29 October 2013 Theo Reddi, Credit Guarantee

“Opportunities for business and trade with Nigeria remain good but tough for both the corporate and individual, irrespective of the resources available to them,” comments Theo Reddi, General Manager Exports, at Credit Guarantee Insurance Corporation. “However, success stories have been reported for those who have ‘done their homework’ and taken the time to understand the Nigerian market dynamics. 2014 may be a challenging year for Nigeria with elections due to take place, and the IMF revising their growth forecasts downward.”

Nigeria is the most populous African country on the continent with more than 160 million people. Its GDP in 2012 was upwards of US$455 billion; with a strong surge in oil production, the economy has expanded quickly, achieving an average annual growth rate of 7% over the past five years. The country is Africa’s leading oil producer, although sabotage of oil facilities and pipelines and violent attacks on foreign oil workers in the Niger Delta impede output. Nigeria’s previous military rulers failed to diversify the economy away from its dependence on the oil sector which currently accounts for approximately 95% of foreign exchange.

The country continues to be hampered by political instability, corruption, inadequate infrastructure, and poor macroeconomic management; slow implementation of reforms remains a hindrance to growth, but Government continues working towards developing stronger public-private partnerships for roads, agriculture, and power.

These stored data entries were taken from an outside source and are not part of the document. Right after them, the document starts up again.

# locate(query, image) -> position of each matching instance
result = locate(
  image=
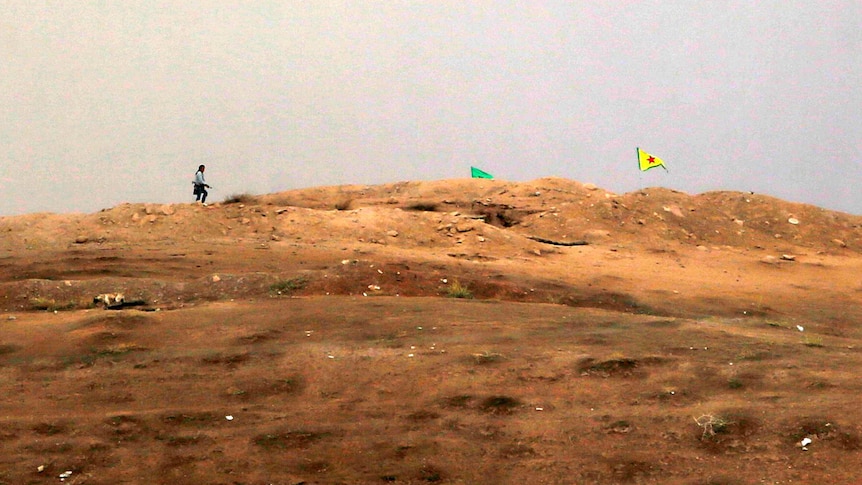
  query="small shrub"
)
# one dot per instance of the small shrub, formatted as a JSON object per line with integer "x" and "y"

Government has begun to show the political will to implement market-oriented reforms previously urged by the IMF. Some of these include the modernisation of banking systems, removal of subsidies, and resolving of disputes relating to the distribution of earnings from the oil industry. The country was not immune to the global financial and economic crisis and the Central Bank governor has taken measures to restructure and strengthen the banking sector to include imposing mandatory higher minimum capital requirements.

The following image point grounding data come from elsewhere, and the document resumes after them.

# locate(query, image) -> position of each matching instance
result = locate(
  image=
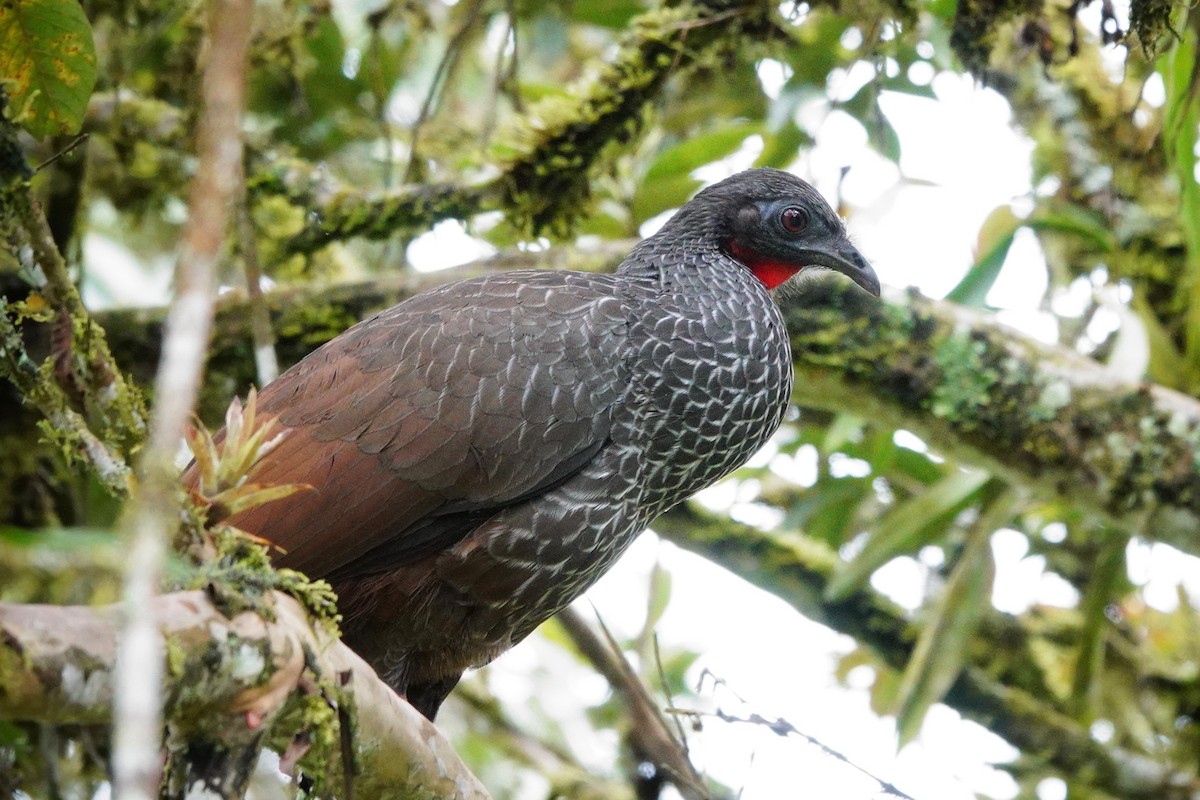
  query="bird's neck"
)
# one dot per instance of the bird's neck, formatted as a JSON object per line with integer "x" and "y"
{"x": 771, "y": 272}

According to the Heritage Foundation in partnership with the Wall Street Journal, the public and energy sectors employ much of the formal labour force, and an increase in the minimum wage has reduced hiring flexibility and undercut labour productivity. The structural changes that are critical to broad-based development have not emerged. There has been prolonged regulatory uncertainty with legislation designed to introduce sweeping changes to the oil and gas industry not moving forward over the past four years. The legal system suffers from political interference, bureaucratic delays, insufficient funding, and the lack of a document-processing system. One of the world’s least efficient property registration systems makes it difficult to acquire and maintain rights to property. Enforcement of copyrights, patents, and trademarks is deficient. Rampant corruption, high crime, and insecurity continue to weaken the rule of law.

Ethnic, regional, and religious violence has taken a heavy toll, aggravated by the imposition of Islamic law in the northern states, while Islamic terrorism by Boko Haram in the predominantly Muslim North has caused regional instability. Oil and gas account for about 90% of export earnings and 80% of government revenue. The informal economy is extensive, and a majority of the population is engaged in agriculture.

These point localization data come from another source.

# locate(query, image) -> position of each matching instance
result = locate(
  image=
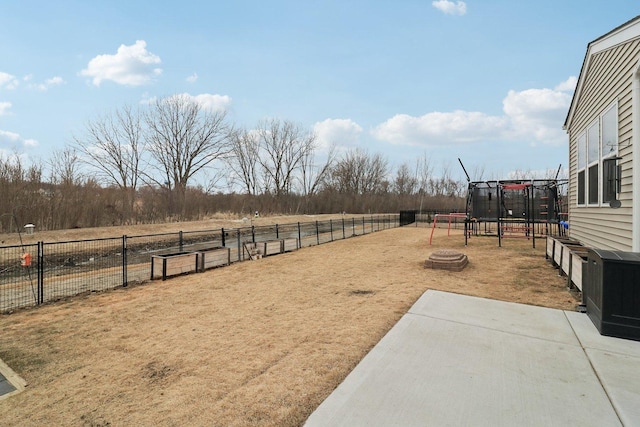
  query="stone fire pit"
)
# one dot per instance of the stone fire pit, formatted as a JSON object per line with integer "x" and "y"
{"x": 447, "y": 259}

The Foundation reports that the top income tax rate is 24% and the top corporate tax rate 30%. Other taxes include a value-added tax and a capital gains tax. The overall tax burden equals 16.3% of total domestic income. Government spending is equivalent to 29.1% of total domestic output. The budget is in a slight surplus, and public debt remains below 20% of GDP.

The entrepreneurial environment continues to be burdened by time-consuming and costly regulatory procedures. The minimum capital requirement for starting a business has been eliminated, but licensing costs still average over four times the level of average annual income. Inflation has eased somewhat but is still high.

The trade-weighted average tariff rate is quite high at 10.6% and slow customs procedures further deter dynamic growth in trade. Most sectors are open to private investment, and regulations formally treat foreign and domestic investment equally, but the investment regime lacks efficiency. Reform in the financial sector has been ongoing since 2009, but the state continues to influence the allocation of credit.

"South African exports to Nigeria totalled R5.8 billion in 2011, R6.4 billion in 2012 and R4.63 billion in Jan-August 2013 (compared to total African exports of R95.1 billion in the first eight months of the year),” continues Reddi. The rapid growth rate that Nigeria is expected to deliver has given rise to estimates that Nigeria’s economy will exceed that of South Africa’s by the end of the decade. Consequently, numerous South African based entities are considering a foray into the Nigerian economy, across many diverse industries.

"We believe that consideration of payment protection for goods delivered to Nigeria is vital,” concludes Reddi.